An up-the-road neighbor and friend, federal appeals court judge Boyce Martin, passed along a book for me to read, Affirmative Action for the Rich: Legacy Preferences in College Admissions, in which he has an excellent chapter about Grutter v. Bollinger, the University of Michigan affirmative action case for which he authored the majority opinion, upheld by the Supreme Court, which ruled that the university and other institutions of higher learning are constitutionally permitted to employ affirmative-action policies, as long as they did not include a quota system, in order to promote diversity in their student bodies.

In his chapter, Judge Martin, makes the persuasive argument that legacy admission practices, giving preference to the children of alums, in effect affirmative action for the privileged, impedes socially meaningful and academically enriching efforts to diversify student bodies.

Over dinner two night ago, we spoke about how sad and revealing it is that affirmative action programs that are ethnically or socio-economically based are discussed passionately and frequently challenged in the courts by those who feel discriminated against (from California v. Bakke to Hopwood v. Texas to Grutter) while the one's that favor the affluent continue to thrive largely under the radar.

And then yesterday, in the lead op-ed piece in the New York Times, the volume's editor, Richard Kahlensberg, senior fellow at the Century Foundation, summarized the little-discussed and essentially unlitigated legacy admission practices of most of the nation's most selective private and even public colleges, which one would think, since public institutions are largely funded with taxpayers' dollars, would not be allowed to admit students in this discriminatory way. (Linked below.)

Martin and Kahlensberg both cite overwhelming evidence that legacy practices do not act as a kind of tiebreaker, as elite colleges claim, when equally qualified applicants seek admissions. In fact, the hidden hand tipping the scale in favor of the children of graduates is the equivalent of 160 SAT points. Hardly a tiebreaker but rather more a decisive and unearned benefit to the next generation of less-worthies. Junior, doubly-privileged, thereby gains a 20 percent point boost in his chances for admission.

A point I added is that these unfairly assisted applicants tend to come from the same kinds of families who shamelessly whine about how outrageous affirmative action practices are when they favor people of color.
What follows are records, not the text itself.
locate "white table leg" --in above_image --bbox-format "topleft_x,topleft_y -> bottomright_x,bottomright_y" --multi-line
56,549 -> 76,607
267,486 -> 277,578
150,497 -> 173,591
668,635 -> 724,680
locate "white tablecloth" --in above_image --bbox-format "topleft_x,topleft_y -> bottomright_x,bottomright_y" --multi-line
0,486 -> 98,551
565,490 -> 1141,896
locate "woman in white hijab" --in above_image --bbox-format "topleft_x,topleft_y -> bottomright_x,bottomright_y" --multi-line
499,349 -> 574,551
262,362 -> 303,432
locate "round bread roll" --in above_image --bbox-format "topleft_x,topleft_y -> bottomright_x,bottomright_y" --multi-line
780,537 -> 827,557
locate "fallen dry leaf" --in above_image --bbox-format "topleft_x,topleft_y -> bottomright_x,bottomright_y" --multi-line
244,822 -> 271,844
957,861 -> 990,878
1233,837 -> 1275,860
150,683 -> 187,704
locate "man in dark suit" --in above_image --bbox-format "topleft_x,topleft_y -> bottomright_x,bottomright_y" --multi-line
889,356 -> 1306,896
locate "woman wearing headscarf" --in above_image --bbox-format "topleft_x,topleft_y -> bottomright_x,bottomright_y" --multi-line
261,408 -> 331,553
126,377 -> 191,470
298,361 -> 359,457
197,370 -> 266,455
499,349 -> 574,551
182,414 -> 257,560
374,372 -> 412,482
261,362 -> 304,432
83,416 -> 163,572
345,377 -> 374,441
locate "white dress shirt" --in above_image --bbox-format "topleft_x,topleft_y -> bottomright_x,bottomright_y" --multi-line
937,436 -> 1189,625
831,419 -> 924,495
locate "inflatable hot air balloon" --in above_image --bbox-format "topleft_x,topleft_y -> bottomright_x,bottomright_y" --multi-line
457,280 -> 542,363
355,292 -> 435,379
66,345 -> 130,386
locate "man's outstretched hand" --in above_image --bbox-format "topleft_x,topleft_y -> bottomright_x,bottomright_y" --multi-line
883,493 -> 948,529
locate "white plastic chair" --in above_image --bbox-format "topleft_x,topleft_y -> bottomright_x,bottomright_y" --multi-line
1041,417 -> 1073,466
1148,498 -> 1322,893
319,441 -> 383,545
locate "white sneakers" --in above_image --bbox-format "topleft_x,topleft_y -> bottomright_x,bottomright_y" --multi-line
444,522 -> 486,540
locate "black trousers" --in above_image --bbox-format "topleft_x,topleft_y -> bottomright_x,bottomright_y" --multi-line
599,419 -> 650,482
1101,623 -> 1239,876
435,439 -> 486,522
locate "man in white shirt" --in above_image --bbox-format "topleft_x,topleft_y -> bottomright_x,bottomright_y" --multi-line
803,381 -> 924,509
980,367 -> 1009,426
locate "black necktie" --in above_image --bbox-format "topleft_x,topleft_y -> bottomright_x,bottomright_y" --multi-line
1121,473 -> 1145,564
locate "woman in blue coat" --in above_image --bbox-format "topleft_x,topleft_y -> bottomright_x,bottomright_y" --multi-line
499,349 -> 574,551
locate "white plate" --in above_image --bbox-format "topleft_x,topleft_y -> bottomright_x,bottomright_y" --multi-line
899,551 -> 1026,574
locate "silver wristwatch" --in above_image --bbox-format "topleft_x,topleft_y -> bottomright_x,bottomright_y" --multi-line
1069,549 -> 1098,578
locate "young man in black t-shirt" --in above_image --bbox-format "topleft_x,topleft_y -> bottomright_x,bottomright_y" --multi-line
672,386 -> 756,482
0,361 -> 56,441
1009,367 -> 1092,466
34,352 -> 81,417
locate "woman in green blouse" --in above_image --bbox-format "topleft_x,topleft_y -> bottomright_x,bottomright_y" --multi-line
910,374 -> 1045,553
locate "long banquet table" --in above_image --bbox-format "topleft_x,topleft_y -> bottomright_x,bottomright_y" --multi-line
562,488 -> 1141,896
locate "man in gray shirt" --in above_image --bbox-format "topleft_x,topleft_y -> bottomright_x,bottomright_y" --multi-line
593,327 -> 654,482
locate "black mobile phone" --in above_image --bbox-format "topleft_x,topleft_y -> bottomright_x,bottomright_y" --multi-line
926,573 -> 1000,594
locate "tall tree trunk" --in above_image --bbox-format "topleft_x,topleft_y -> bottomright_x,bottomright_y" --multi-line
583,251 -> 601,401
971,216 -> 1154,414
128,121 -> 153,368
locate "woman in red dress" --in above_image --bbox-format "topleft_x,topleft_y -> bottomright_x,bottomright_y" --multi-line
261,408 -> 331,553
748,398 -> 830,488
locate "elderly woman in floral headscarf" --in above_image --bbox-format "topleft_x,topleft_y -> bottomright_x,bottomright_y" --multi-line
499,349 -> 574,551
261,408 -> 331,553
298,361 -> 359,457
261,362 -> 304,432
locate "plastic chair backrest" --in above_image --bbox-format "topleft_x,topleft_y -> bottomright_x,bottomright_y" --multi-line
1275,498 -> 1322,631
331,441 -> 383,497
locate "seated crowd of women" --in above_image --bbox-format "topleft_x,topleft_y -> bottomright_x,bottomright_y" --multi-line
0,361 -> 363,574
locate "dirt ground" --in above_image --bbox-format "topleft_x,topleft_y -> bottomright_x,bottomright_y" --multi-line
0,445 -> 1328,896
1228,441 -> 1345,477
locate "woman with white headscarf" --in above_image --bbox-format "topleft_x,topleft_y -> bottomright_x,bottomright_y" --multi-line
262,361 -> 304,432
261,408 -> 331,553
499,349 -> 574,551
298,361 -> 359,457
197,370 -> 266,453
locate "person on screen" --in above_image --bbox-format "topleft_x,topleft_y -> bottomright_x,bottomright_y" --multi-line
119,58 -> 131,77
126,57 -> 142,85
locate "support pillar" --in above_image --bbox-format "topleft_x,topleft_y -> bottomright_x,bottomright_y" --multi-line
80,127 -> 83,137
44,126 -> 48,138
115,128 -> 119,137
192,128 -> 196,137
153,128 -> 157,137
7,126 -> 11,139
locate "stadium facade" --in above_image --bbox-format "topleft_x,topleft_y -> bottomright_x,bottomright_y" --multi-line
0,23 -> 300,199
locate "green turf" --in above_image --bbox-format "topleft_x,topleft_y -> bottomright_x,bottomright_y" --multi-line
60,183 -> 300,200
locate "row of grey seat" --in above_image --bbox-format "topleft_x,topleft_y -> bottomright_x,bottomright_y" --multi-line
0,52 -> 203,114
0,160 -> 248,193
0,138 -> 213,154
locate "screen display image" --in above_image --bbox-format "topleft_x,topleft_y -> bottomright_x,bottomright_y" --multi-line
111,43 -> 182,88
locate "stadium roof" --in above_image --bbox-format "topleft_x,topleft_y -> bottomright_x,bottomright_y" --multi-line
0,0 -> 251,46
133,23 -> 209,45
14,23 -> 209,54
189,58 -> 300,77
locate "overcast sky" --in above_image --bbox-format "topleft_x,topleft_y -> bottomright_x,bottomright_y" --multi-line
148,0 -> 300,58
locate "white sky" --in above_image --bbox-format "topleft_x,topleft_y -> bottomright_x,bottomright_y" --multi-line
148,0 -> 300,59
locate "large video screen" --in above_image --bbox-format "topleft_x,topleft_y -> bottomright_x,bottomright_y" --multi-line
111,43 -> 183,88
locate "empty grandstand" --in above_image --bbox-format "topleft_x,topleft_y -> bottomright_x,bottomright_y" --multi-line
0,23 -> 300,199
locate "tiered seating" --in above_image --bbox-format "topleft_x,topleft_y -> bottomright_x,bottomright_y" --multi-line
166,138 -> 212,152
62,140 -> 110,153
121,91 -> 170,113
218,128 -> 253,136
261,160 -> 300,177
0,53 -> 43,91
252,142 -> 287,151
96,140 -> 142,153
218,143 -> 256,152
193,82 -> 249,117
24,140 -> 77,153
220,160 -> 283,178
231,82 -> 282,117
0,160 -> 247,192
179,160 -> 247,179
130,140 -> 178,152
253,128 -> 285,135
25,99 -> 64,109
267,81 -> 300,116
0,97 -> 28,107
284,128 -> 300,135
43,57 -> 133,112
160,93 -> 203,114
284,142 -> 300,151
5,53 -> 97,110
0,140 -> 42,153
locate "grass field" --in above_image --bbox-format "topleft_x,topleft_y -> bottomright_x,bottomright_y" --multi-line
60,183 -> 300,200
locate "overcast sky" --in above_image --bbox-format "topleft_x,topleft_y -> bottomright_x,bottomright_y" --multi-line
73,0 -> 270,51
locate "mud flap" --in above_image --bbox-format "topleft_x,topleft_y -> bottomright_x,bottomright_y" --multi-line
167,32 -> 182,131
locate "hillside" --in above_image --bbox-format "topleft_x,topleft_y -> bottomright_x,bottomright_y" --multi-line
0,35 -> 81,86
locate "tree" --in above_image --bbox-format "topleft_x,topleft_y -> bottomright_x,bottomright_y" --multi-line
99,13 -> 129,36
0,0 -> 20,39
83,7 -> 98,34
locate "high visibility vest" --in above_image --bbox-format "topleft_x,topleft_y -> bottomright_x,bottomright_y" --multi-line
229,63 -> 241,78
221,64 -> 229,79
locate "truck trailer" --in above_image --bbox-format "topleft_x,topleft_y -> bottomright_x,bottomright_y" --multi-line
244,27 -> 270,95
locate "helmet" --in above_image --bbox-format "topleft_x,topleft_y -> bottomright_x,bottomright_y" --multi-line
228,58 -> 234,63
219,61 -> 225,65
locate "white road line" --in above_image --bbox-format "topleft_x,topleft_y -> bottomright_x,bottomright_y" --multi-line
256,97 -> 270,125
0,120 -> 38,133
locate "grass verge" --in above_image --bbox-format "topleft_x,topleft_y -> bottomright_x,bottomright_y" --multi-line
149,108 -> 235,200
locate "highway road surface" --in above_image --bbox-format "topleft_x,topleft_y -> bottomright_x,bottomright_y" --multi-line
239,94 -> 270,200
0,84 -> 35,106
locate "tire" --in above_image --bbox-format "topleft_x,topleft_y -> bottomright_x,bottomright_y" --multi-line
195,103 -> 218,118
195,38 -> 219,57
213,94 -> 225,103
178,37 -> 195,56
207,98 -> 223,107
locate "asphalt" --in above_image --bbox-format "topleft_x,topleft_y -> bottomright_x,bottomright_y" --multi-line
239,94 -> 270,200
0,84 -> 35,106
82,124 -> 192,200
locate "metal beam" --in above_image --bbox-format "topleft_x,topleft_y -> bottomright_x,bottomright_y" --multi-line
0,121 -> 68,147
A classic case of Hypocrisy 101.

In his chapter Boyce Martin concludes:

I do not know what test will be applied to determine whether legacy preferences in admission policies violate the Equal Protection Clause [of the 14th Amendment] nor whether legacy preferences will survive the tests applied. But it is clear to me that legacy preferences are destructive to the diversity of our campuses and the perception of merit in admissions and that they perpetuate the class and race discrimination that the rest of our laws are fighting to stop.


Our next dinner will perhaps be for vegetable lasagna at our house where we can continue this "seminar" in the meaning of American history and our noble aspirations as a diverse people.